I think another couple fears is that in Saudi Arabia is that in this article, that is not touched upon too much upon (or at all) is that Israel as seen as hurting Saudi national intreasts. whatever those are intreasts the Saudis felt hurt by Israeli actions like recognizing Somaliland independence, accusations of alleged Israeli collaboration with the UAE,,and Southern secessionists in the Yemen, the israeli settler annexation plans in the west bank that is currently inflaming the region, and hurts the house of saud own standings with it own population, plus the 2025 strike on qatar destabilized Gulf collective security and 8s seen as disrupting the GCC survival as a unified bloc (and well as making it harder for any future arab government to move forward with Israeli normalization). While historically, the gulf states have had their rivarlies, and rifts, it still considered tribal in a sense, aschistorically a non-gulf or non-Arab outsider would get slapped down if they attacked a Gulf state, the gulf states took their collective security seriously historically by backing Iraq in the Iran-Iraq war to stop the ayatollah plans to push islamic revolution into the Gulf (and broader region), the Gulf war coalition against Iraq after Iraq,invaded and occupied Kuwait, kicking out the british eventually for their own independence, etc., plus Israel is seen as taking the UAE side in the UAE-Saudi rift from the saudi pov.

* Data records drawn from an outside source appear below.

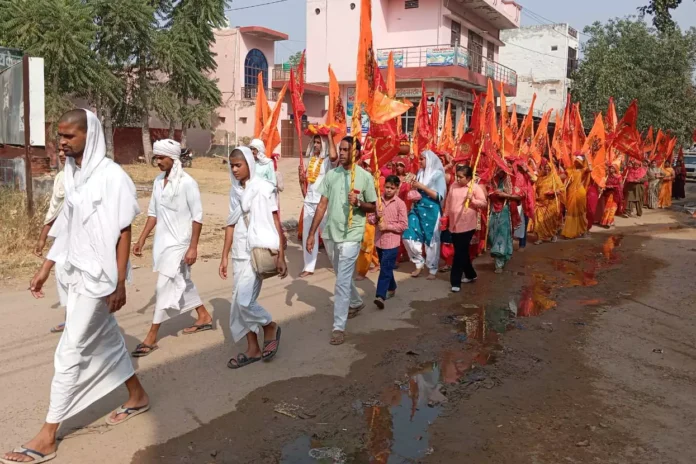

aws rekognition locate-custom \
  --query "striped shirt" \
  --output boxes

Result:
[375,195,408,250]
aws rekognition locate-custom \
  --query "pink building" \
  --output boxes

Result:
[175,26,328,153]
[306,0,521,136]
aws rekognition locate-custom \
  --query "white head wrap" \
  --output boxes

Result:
[305,135,329,159]
[227,147,257,225]
[416,150,447,201]
[152,139,184,205]
[63,109,106,205]
[249,139,272,164]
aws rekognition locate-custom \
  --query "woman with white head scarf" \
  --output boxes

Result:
[132,139,213,357]
[249,139,278,186]
[403,150,447,280]
[2,110,149,463]
[220,147,288,369]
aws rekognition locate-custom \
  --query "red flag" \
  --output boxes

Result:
[290,51,305,170]
[582,113,607,188]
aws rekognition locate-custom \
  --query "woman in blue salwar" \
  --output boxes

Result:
[403,150,447,280]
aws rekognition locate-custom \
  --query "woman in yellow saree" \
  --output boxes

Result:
[534,158,565,245]
[561,156,590,238]
[657,160,674,208]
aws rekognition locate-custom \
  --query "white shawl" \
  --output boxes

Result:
[47,110,140,297]
[249,139,273,165]
[227,147,280,250]
[416,150,447,203]
[152,139,184,209]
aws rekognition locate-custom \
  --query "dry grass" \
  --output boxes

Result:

Lastly, and proabably the most important- no arab leader or muslim leader wants to be the next sadat, Bashir Gameyel or Abdullah I of Jordan for the mere attempt at some normalization with Israel, or the fear of the repeat of the 1979 islamic revolution that saw the pro-Israeli shah of Iran overthrown in favor of the Pan-Islamist, apocalyptic twelver shia Ayatollah Khomeini, that saw it his duty to export Islamic revolution across the region to Sunni states.

In no way as pragmatic, young open minded with his economic liberalizing ,,or rational as some of his domestic liberalization (ie -loosening the rules for certain wealthy types on alcohol sales, and private consumption, entertainment venues where both men and women attend without issues, allowing women the right to drive, reforming the education circulmn textbooks to a degree , while other religions are still illegal in the kingdom , there a wink and nod to atleast allow worshipping in private homes, as well as limiting the powers of the relgious police in private lives of citizens, etc) can mbs ever even entertain the thought of normalization relations with Israel (without serious concessions on Muslim rule over the temple mount the arab peace inatative recognizing a Palestinan state within the 1967 borders (with east jerusalem as a capital), a freeze on settlements l, settlement expansion , settlement constructions, some concessions on exiting syrian and Lebanese soil, etc.) least mbs risks his life , and the rival royal family members, the saudi wing of the Muslim Brotherhood, or pissed off Whabbists (already angry that he disempowered their stasus), then would plot and seek to kill him and destabilize the kingdom, and broader region for entering normalization with Israel, without regards for Palestine, Temole Mount, East Jerusalem, Syrian territory, Lebanese territory.

So for now I suspect a no normalization, no war policy and some back channel talks to de-esclate when intreasts clash, while aligning with Turkey, Qatar, Egypt , Pakistan, and Somolia and the SAF in Sudan in the meantime.